Published online Apr 28, 2016. doi: 10.3748/wjg.v22.i16.4120
Peer-review started: July 6, 2015
First decision: August 26, 2015
Revised: September 24, 2015
Accepted: December 12, 2015
Article in press: December 14, 2015
Published online: April 28, 2016
Processing time: 290 Days and 10.9 Hours
AIM: To study the therapeutic effects of mesenchymal stem cells (MSCs) and an interleukin-1 receptor antagonist (IL-1Ra) in acute liver failure.
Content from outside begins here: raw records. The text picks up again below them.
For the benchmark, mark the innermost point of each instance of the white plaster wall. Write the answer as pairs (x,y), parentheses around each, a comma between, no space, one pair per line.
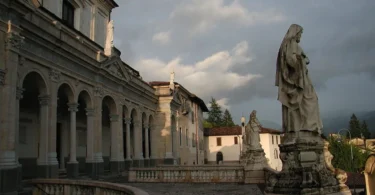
(100,27)
(54,6)
(87,14)
(269,149)
(231,151)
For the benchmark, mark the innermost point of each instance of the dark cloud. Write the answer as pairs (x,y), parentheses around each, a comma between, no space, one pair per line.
(338,38)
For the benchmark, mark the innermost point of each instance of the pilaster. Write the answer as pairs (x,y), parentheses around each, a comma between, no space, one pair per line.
(127,137)
(54,78)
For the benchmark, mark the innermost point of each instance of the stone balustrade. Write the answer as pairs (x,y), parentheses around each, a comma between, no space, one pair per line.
(81,187)
(192,174)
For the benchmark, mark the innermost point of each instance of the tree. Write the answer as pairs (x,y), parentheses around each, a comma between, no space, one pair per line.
(227,119)
(207,124)
(366,133)
(342,155)
(354,127)
(215,114)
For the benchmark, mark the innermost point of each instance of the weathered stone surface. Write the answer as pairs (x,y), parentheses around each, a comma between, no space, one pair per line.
(198,189)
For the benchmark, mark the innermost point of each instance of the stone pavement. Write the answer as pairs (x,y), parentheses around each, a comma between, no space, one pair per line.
(197,189)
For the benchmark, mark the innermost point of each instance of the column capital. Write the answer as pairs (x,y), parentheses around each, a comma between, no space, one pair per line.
(114,117)
(44,100)
(19,93)
(90,111)
(127,121)
(14,41)
(2,76)
(73,107)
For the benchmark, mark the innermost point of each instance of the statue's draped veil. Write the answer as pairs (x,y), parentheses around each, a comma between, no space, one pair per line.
(293,30)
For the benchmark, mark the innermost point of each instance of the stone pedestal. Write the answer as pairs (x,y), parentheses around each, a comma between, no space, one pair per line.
(304,170)
(255,162)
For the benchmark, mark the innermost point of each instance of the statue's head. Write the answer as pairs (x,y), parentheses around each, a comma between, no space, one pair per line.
(294,32)
(253,114)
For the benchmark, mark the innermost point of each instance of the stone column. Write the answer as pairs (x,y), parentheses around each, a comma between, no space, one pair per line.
(117,154)
(54,78)
(128,160)
(147,155)
(42,161)
(17,117)
(90,169)
(72,168)
(138,155)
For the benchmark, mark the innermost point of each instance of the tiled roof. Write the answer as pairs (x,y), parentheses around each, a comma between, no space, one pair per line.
(235,130)
(356,179)
(270,131)
(192,96)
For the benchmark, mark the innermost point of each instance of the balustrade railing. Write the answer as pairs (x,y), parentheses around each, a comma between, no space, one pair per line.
(193,174)
(81,187)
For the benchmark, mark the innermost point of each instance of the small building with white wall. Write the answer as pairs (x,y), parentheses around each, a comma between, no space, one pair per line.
(224,145)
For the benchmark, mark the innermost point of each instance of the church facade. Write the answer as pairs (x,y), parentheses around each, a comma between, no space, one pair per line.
(68,103)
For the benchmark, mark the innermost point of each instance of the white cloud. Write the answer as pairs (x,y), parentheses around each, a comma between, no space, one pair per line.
(208,77)
(161,37)
(223,102)
(200,16)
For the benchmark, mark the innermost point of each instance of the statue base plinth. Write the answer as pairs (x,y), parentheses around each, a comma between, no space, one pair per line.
(254,162)
(304,170)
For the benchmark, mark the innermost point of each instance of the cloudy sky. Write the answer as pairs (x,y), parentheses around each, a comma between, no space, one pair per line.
(227,49)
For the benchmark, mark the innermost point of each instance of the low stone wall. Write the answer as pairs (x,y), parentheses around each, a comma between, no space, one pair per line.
(188,174)
(81,187)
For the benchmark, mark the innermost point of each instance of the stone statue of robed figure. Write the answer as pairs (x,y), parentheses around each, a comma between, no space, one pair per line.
(300,108)
(304,169)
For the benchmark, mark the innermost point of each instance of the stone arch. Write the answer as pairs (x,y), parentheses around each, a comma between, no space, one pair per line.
(39,79)
(86,97)
(67,89)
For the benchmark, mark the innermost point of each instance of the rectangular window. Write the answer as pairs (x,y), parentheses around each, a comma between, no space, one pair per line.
(180,136)
(68,13)
(218,141)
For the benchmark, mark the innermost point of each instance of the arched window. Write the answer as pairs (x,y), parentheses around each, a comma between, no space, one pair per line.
(68,13)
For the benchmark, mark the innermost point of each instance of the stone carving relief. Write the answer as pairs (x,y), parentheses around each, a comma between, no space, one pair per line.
(14,40)
(55,75)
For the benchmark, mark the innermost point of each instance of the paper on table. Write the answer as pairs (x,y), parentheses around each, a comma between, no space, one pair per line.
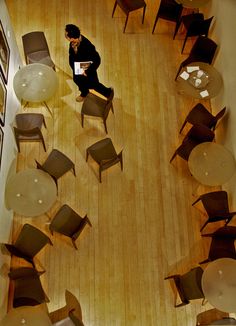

METHODS: Chinese experimental miniature swine (15 ± 3 kg, 5-8 mo) were obtained from the Laboratory Animal Centre of the Affiliated Drum Tower Hospital of Nanjing University Medical School. Acute liver failure was induced via 85% hepatectomy, and animals were treated by MSC transplantation combined with IL-1Ra injection. Blood samples were collected for hepatic function analysis, and the living conditions and survival time were recorded. Liver injury was histologically analyzed. Hepatic cell regeneration and apoptosis were studied by Ki67 immunohistochemistry and terminal deoxynucleotidyl transferase dUTP nick end labeling, respectively. The levels of protein kinase B and nuclear factor-κB expression were analyzed by Western blotting.
RESULTS: MSCs were infected with a lentivirus for expression of green fluorescent protein (GFP) for subsequent identification; 97.3% of the MSCs were positive for GFP as assessed by flow cytometry. Additional flow cytometric analysis of cell surface marker expression demonstrated that > 90% of GFP-expressing MSCs were also positive for CD29, CD44, and CD90, indicating that most of these cells expressed typical markers of MSCs, and the population of MSCs was almost pure. Transplantation of MSCs in combination with 2 mg/kg IL-1Ra therapy significantly improved survival time compared to the acute liver failure model group (35.3 ± 6.7 d vs 17.3 ± 5.5 d, P < 0.05). Combined therapy also promoted improvement in serum inflammatory cytokines and biochemical conditions. The observed hepatic histopathologic score was significantly lower in the group with combined therapy than in the model group (3.50 ± 0.87 vs 8.17 ± 1.26, P < 0.01). In addition, liver cell apoptosis in the combined therapy group was significantly inhibited (18.1 ± 2.1% vs 70.8 ± 3.7%, P < 0.01), and hepatic cell regeneration increased. A significant increase in protein kinase B expression and decrease in nuclear factor-κB expression were observed (P < 0.01), which supports their important roles in liver regeneration.
CONCLUSION: MSCs and IL-1Ra had a synergistic effect in liver regeneration via regulation of inflammation and apoptotic signaling.
Core tip: Combination therapy is superior to any method of mesenchymal stem cell (MSC) transplantation used alone. This study shows that combination therapy improved liver function, inhibited apoptosis, and prolonged the survival of swine with acute liver failure (ALF). Transplanted MSCs may participate in liver regeneration by promoting proliferation and inhibiting apoptosis during the initial stage of ALF following antagonism of interleukin-1 inflammatory signaling. Combination therapy with MSC transplantation and an interleukin-1 receptor antagonist, which enables restoration from ALF and liver reconstruction in swine, is a promising treatment option for ALF patients in the future.